Secret Treaties: Why I'm Against the TPP

03/09/2015 05:52 pm ET | Updated May 09, 2015

In the middle of the night, under the cloak of darkness, in a smoky backroom somewhere deep underground, the United States is hammering out a deal with Canada, Mexico, Japan, Australia, New Zealand, Chile, Malaysia, Peru, Singapore, Vietnam, and Brunei to create the largest trade agreement ever. Together, these countries represent nearly 40 percent of total global economic activity. And while the American people are being purposely kept in the dark, major corporations are being made privy to details of the agreement as it unfolds.

No, this isn't a movie, its real life. The Trans-Pacific Partnership (TPP) is on the verge of becoming the largest trade agreement in history. The TPP masquerades as a "free-trade" agreement when in reality its designed to make it even easier for colossal corporations to ship American jobs overseas by dismantling organized labor, undercutting workers' rights and shirking environmental regulations. As negotiations currently stand, there are grave concerns that the passage of the TPP would ban "Buy American" and "Buy Local" efforts by U.S. industries, which would put goods and services created in New York at a serious competitive disadvantage.

The Trans-Pacific Partnership countries claim that their deal will "enhance trade and investment, promote innovation, economic growth and development, and support the creation and retention of jobs," when in reality all signs point to the deal doing the exact opposite. But it doesn't end there. Now the same corporations who would benefit from the TPP feel these clandestine negotiations aren't moving fast enough. So in order to ram their deal through congress, its proponents require a special voting procedure called "fast track," which calls for a rapid vote on the deal with no possible amendments and extremely limited debate and deliberation.

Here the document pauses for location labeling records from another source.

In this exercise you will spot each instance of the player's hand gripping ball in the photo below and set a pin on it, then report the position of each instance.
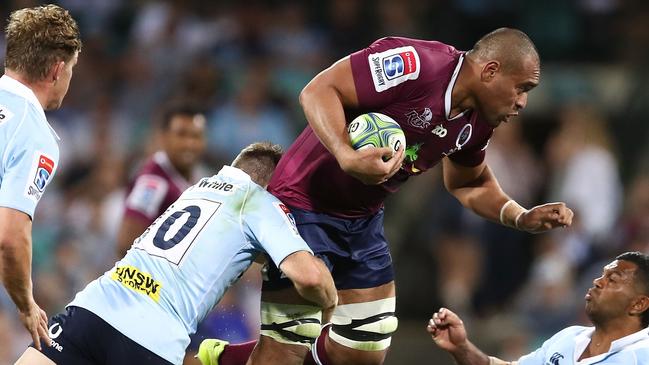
(376, 130)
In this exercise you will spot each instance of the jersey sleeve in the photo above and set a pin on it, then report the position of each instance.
(29, 164)
(385, 72)
(146, 197)
(272, 226)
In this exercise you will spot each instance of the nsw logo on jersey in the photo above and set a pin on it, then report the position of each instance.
(41, 173)
(138, 281)
(394, 66)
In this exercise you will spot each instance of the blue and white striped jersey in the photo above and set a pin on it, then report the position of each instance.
(180, 267)
(565, 348)
(29, 153)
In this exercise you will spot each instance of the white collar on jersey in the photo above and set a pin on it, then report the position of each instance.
(238, 173)
(583, 339)
(162, 159)
(449, 91)
(16, 87)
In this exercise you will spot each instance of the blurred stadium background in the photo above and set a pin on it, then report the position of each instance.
(583, 139)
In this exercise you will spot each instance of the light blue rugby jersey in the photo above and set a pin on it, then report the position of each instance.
(29, 153)
(565, 348)
(180, 267)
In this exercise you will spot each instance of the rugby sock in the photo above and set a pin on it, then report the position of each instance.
(320, 350)
(237, 354)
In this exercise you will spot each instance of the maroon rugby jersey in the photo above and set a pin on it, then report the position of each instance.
(155, 187)
(411, 81)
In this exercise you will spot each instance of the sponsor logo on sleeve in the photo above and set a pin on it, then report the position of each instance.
(5, 114)
(138, 281)
(41, 172)
(394, 66)
(288, 217)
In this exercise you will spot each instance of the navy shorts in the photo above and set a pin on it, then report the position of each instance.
(354, 249)
(82, 338)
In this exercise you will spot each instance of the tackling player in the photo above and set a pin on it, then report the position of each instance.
(144, 309)
(42, 47)
(166, 174)
(448, 103)
(617, 304)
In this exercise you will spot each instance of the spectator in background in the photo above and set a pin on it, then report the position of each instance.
(580, 154)
(166, 174)
(248, 116)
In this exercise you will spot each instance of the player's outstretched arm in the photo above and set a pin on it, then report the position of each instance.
(323, 101)
(448, 332)
(311, 278)
(477, 189)
(16, 268)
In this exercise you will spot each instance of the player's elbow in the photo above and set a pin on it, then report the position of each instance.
(306, 95)
(309, 279)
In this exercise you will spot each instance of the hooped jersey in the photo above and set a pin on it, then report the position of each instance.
(180, 267)
(29, 153)
(411, 81)
(567, 346)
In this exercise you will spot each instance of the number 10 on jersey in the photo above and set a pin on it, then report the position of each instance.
(173, 233)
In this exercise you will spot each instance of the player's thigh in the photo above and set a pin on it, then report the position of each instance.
(271, 352)
(289, 325)
(34, 357)
(68, 332)
(362, 325)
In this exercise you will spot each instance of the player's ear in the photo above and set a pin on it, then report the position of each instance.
(55, 71)
(640, 305)
(489, 70)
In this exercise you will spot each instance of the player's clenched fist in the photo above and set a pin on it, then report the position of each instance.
(545, 217)
(447, 330)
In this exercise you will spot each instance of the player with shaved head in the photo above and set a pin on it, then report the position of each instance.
(448, 103)
(617, 304)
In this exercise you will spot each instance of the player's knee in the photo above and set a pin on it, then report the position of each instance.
(290, 323)
(365, 326)
(33, 357)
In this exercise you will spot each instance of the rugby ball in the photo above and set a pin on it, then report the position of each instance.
(375, 130)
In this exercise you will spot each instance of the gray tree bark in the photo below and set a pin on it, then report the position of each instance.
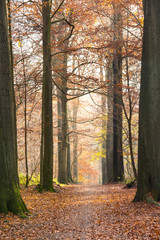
(118, 169)
(149, 114)
(46, 182)
(10, 198)
(109, 147)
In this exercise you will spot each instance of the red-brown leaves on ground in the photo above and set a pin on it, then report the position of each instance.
(83, 212)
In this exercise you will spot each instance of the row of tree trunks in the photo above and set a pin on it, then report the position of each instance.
(10, 198)
(46, 176)
(149, 114)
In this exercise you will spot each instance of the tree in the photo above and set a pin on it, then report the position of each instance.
(47, 125)
(118, 169)
(10, 198)
(149, 114)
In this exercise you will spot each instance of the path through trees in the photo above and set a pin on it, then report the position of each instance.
(84, 212)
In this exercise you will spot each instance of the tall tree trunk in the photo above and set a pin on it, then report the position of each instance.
(69, 175)
(149, 114)
(129, 120)
(47, 128)
(63, 161)
(118, 169)
(103, 109)
(109, 147)
(75, 140)
(10, 198)
(12, 83)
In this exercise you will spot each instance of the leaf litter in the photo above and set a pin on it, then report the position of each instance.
(83, 212)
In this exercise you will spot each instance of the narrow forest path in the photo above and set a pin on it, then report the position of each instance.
(83, 212)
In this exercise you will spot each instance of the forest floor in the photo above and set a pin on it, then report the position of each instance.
(83, 212)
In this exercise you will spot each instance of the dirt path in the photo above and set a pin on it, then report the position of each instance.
(81, 212)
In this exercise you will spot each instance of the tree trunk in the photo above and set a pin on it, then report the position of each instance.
(103, 109)
(109, 147)
(69, 175)
(118, 169)
(63, 161)
(149, 114)
(75, 140)
(10, 198)
(47, 133)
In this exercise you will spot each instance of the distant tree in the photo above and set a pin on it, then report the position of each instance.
(10, 198)
(149, 114)
(46, 176)
(118, 168)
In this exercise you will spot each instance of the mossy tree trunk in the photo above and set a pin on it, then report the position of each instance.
(46, 182)
(149, 119)
(10, 198)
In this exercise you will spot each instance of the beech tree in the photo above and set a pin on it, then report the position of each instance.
(118, 169)
(149, 114)
(10, 198)
(46, 176)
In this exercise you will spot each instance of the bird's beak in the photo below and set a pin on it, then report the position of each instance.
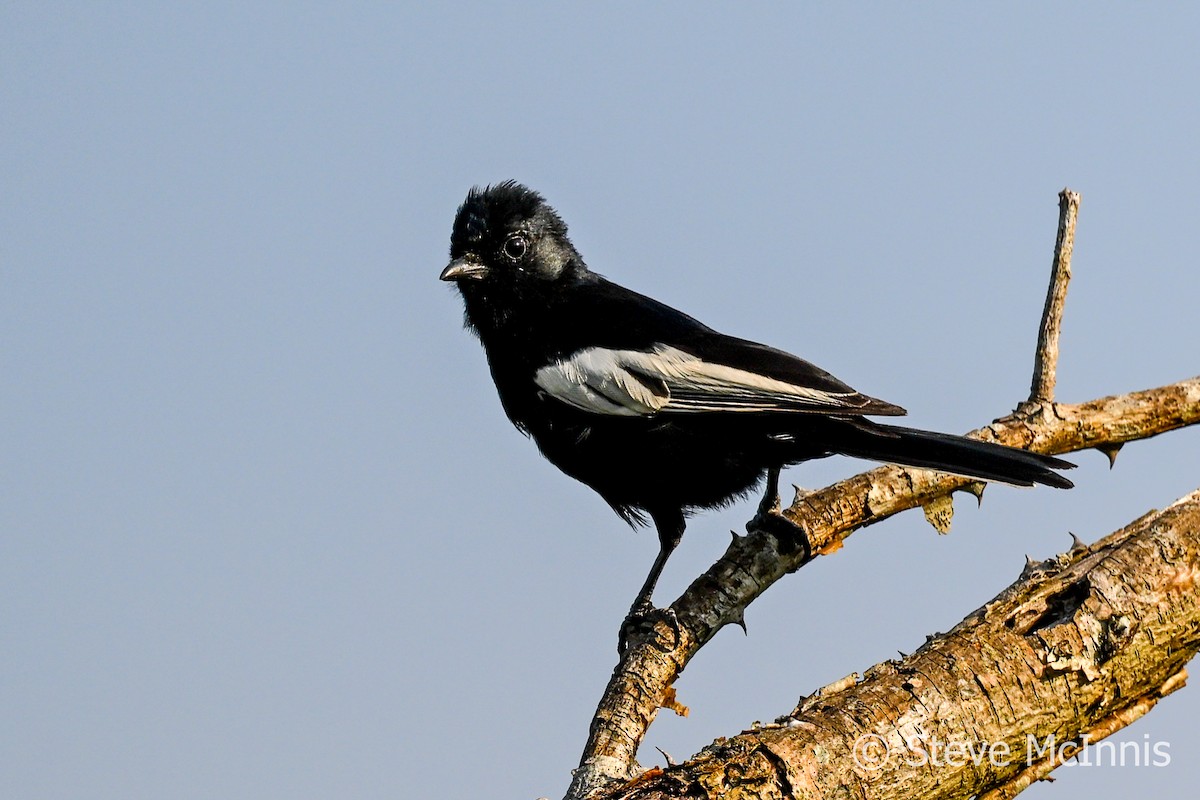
(465, 269)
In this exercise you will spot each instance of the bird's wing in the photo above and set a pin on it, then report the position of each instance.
(719, 374)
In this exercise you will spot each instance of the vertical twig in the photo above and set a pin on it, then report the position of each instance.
(1045, 360)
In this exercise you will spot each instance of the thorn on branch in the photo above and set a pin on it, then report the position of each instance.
(1111, 452)
(671, 762)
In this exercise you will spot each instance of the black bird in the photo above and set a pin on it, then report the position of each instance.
(658, 413)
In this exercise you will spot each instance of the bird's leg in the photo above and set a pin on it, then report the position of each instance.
(642, 614)
(769, 518)
(769, 503)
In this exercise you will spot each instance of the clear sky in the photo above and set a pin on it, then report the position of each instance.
(264, 530)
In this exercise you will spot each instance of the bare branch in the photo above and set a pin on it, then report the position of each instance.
(1045, 360)
(823, 519)
(1078, 648)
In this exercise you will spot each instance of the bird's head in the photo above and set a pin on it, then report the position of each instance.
(508, 239)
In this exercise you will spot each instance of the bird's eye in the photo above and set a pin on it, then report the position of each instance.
(515, 247)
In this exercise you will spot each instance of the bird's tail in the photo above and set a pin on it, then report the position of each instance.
(951, 453)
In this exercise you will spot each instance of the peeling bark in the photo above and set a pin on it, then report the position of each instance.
(1074, 650)
(820, 522)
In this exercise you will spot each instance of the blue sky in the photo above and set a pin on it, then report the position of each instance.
(267, 533)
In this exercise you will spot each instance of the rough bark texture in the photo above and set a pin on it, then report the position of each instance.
(1079, 647)
(821, 521)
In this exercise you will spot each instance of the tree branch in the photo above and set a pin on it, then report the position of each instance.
(823, 519)
(1045, 359)
(1074, 650)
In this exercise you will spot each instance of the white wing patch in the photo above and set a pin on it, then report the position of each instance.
(635, 383)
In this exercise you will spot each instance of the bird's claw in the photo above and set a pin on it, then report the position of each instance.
(642, 623)
(781, 528)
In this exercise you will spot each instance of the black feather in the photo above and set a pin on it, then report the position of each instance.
(589, 370)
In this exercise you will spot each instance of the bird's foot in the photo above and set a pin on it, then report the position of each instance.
(645, 621)
(771, 521)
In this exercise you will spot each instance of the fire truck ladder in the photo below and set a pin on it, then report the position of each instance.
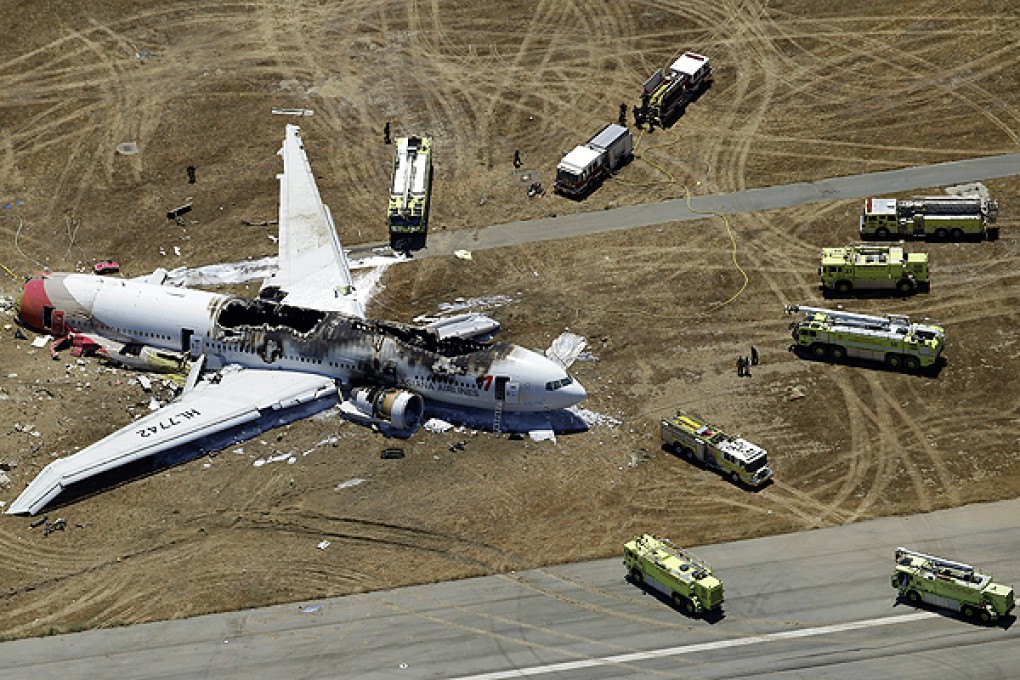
(412, 154)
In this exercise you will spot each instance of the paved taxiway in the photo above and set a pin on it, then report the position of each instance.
(816, 604)
(751, 200)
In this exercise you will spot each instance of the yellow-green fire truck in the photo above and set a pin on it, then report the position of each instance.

If a bunch of countries are getting to together to make game-changing decisions about jobs, workers' rights and environmental standards, shouldn't the people have a say? Shouldn't we at least be aware of what's being discussed before a decision is made? I don't know about you but I smell a big, fat, rat.

The attack on American workers and corporate America's campaign to destroy the labor movement is nothing new. Every day it seems another member of the House of Representatives drafts legislation looking to make life even easier for the rich and powerful. I think it's time we stood up and said: no more. As it is, the middle-class is being squeezed to death as corporations continue to undermine the ability of Americans to organize to demand better pay, benefits, and working conditions. The TPP would send us over the edge.

Remember NAFTA? The U.S. economy lost nearly 700,000 jobs because of NAFTA. And people are calling the TPP "NAFTA on steroids." Remember KORUS, the Korea-U.S. Free Trade Agreement? Instead of increasing U.S. exports and supporting American jobs, we lost 40,000 American jobs in KORUS's first year. What's the saying about those who do not learn history being doomed to repeat it?

Instead of secret treaties behind closed doors, let's focus on building an economy that lifts up all Americans. Instead of offering tax incentives for corporations that outsource, let's encourage growth and job creation by rewarding companies that open new factories, train new workers and create and keep jobs here in America. Let's provide more tax breaks for small businesses and invest in a clean-energy economy while putting Americans to work rebuilding our aging infrastructure. That's how we'll build an economy that works for everyone and not just the privileged few.